Furthermore, during wartime, farmers would be conscripted to fight on the front lines, essentially serving as cannon fodder. In Bartonilla, not only were farmers the lowest in the societal hierarchy and subjected to exploitation, but they would also be used as cannon fodder by the noble knights by sending them to their deaths on the front lines.

Many players found this ironic, and numerous players have criticized the hypocrisy of Bartonilla on the forums. After all, these noble knights, while preaching their knightly virtues, send their sworn citizens to their deaths, which seemed like a grimly humorous spectacle.

However, in Duanmu Huai’s view, this was actually quite normal.

Because this has been how things always were throughout history.

Consider the Ancient Roman Republic, where citizens could elect their leader, while slaves were tossed into the amphitheater for everyone’s amusement.

Not to mention that today, the right to vote for leaders is definitely not given to the farmers subjected to serfdom outside the city walls.

In modern times, the British gentlemen wearing tailcoats, puffing cigars, sipping champagne, certainly did not care about the lives of serfs in distant colonies.

How do you think the British Imperium, with its sun-never-setting fleet, was built? It was through colonization and the slave trade, not by magically generating resources.
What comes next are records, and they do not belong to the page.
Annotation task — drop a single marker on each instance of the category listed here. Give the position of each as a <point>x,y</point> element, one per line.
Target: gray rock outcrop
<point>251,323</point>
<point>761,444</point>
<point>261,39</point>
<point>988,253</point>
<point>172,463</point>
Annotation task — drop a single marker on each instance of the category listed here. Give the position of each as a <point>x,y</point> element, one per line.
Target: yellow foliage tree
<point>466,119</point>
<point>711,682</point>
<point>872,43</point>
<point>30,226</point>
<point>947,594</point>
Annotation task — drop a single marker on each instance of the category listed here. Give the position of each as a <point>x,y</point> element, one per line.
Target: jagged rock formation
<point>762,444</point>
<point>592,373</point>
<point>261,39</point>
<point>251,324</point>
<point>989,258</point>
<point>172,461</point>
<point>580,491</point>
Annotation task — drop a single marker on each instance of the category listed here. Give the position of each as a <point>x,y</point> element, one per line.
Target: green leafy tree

Weren’t those on the military ships, who appeared so majestic, filled with gentlemanly demeanor and naval spirit, relying on the forced labor of these lowly serfs?
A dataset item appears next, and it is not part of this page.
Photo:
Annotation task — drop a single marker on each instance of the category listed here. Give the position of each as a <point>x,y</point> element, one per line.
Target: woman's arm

It did not prevent them from shouting “For Britannia!”, heroically fighting to the death, did it?

Therefore, Bartonilla, which modern people might find a bit absurd, is not really strange upon closer inspection.

For example, in Western films that glorify cowboys defeating invading Indian tribes, don’t forget it was the white-skinned people who first arrived on the Indian’s lands, carrying out the plundering and killing.

Movies praising Caesar would never mention that his achievements came at the cost of exploiting countless slaves.

The bottom line is, one must pay the price to look impressive, and Bartonilla, with its medieval civilization standard, was no exception.

Speaking of which, a medieval civilization… well, was simply that.

Of course, Elisa and the others had not travelled all the way here to be peasants. Their intention was to go to Calcas, settle down there, and sustain their livelihood by doing some small business. In Bartonilla, being a merchant was a good choice.

As long as they didn’t become farmers, it would be fine.

It must be admitted that strolling along the country path in Bartonilla was truly refreshing. With lush trees and grasslands on the sides, birds singing, and small animals running around, it seemed like paradise, especially after experiencing the filth of the curse and the desolated wilderness filled with the scent of death.

However, they quickly encountered some unexpected events.